Soon year passed now a small boy is on his way to becoming the greatest king in the human history with the knowledge of future and mind if an architect building an legacy. Writing his own story without a single thread of destiny
The gates of Tapovan Gurukul were carved from ancient teak, their surface etched with mantras, constellations, and golden lotuses. It was said the gods whispered here, and that even princes became students within its walls.
Adityaveer stepped through them, wearing a simple white dhoti and linen upper wrap. He looked like any other boy—until he turned, and the light caught his eyes. In them, there was something unspoken. Too much clarity. Too much silence.
At eight years old, he had already created more than most men in the capital. But here, in Tapovan, he was just one among many.
The other students glanced his way, some bowing, others whispering. He didn't notice. His eyes were fixed on the massive Peepal tree in the courtyard, its roots thick like veins, its leaves trembling with ancient memory.
This is where he would live, eat, learn, and think. No palace walls. No servants. Just silence, scriptures, sweat, and self.
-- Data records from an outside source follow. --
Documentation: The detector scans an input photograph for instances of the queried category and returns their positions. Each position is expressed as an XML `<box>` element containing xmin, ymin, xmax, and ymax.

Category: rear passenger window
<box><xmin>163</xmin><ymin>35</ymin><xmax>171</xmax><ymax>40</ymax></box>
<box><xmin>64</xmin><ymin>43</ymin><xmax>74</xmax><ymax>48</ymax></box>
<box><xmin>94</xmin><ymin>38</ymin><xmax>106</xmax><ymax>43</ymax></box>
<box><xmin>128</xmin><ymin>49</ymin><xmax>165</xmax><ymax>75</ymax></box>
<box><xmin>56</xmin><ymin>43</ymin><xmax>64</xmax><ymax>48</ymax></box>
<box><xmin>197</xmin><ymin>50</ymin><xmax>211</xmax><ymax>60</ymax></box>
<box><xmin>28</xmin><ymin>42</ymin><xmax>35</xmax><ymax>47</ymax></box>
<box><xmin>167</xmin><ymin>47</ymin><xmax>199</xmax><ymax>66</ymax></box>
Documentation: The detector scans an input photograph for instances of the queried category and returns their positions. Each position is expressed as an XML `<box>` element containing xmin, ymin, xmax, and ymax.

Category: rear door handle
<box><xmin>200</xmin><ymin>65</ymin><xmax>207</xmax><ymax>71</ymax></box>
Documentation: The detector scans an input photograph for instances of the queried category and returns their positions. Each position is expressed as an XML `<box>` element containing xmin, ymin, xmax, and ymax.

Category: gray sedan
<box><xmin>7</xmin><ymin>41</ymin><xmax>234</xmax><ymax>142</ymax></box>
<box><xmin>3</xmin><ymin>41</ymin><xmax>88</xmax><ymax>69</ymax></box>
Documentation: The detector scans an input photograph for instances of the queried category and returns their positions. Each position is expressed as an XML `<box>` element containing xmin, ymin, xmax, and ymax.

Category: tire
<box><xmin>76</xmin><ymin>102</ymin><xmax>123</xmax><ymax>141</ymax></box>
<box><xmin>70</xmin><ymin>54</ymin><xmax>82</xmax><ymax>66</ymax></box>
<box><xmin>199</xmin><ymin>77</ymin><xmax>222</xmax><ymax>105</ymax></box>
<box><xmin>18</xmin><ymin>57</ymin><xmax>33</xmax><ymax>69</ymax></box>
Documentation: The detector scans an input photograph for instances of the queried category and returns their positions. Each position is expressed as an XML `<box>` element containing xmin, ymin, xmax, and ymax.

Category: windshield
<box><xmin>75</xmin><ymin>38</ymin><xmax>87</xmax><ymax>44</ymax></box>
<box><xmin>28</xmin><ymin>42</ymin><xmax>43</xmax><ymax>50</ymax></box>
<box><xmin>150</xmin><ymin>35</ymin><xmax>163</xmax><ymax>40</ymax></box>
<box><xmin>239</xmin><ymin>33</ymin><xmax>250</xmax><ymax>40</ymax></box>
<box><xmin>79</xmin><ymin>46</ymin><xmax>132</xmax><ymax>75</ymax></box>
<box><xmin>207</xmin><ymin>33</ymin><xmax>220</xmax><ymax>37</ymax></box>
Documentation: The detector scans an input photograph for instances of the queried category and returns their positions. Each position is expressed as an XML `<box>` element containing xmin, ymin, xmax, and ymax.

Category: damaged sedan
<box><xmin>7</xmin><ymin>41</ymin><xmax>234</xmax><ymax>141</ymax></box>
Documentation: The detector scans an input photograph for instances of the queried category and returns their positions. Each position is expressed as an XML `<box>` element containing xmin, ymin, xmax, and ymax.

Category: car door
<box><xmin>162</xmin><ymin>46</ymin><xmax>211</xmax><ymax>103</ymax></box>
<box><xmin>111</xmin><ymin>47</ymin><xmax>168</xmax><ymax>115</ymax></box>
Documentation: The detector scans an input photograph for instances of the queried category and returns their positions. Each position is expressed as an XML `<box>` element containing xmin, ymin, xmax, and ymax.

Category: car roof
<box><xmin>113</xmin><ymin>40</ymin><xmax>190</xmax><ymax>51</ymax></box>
That evening, the acharya assigned him a small room—no larger than a stable. He placed his mat down, lit his lamp, and sat cross-legged. Alone.
Or so he thought.
The next morning, as he walked to the lecture pavilion, he saw her.
A girl in deep saffron robes, head bowed, but eyes steady. Her walk had the grace of water but the resolve of a mountain. She carried a scroll in one hand, and a hand-carved wooden slate in the other.
When she passed him, the wind shifted.
He blinked.
For a moment, his vision split.
A flash—metal wings tearing through black clouds, flames, people screaming.
Another flash—jasmine-scented pages, Sanskrit chanting, temples buried in time.
He gasped. The ground felt distant.
She paused. Turned her head. Their eyes met.
Her breath caught.
[SYSTEM BOOTING…]
[NEURAL RESONANCE DETECTED]
[SPLICE EVENT CONFIRMED: SOUL BIND — 17.3%]
A faint tone echoed in both their minds.
Then silence.
Advika blinked.
So did he.
Neither said a word.
But something inside them—long silent—had awakened.
Later, during the philosophy session, the acharya posed a question: "What defines dharma in a world that shifts?"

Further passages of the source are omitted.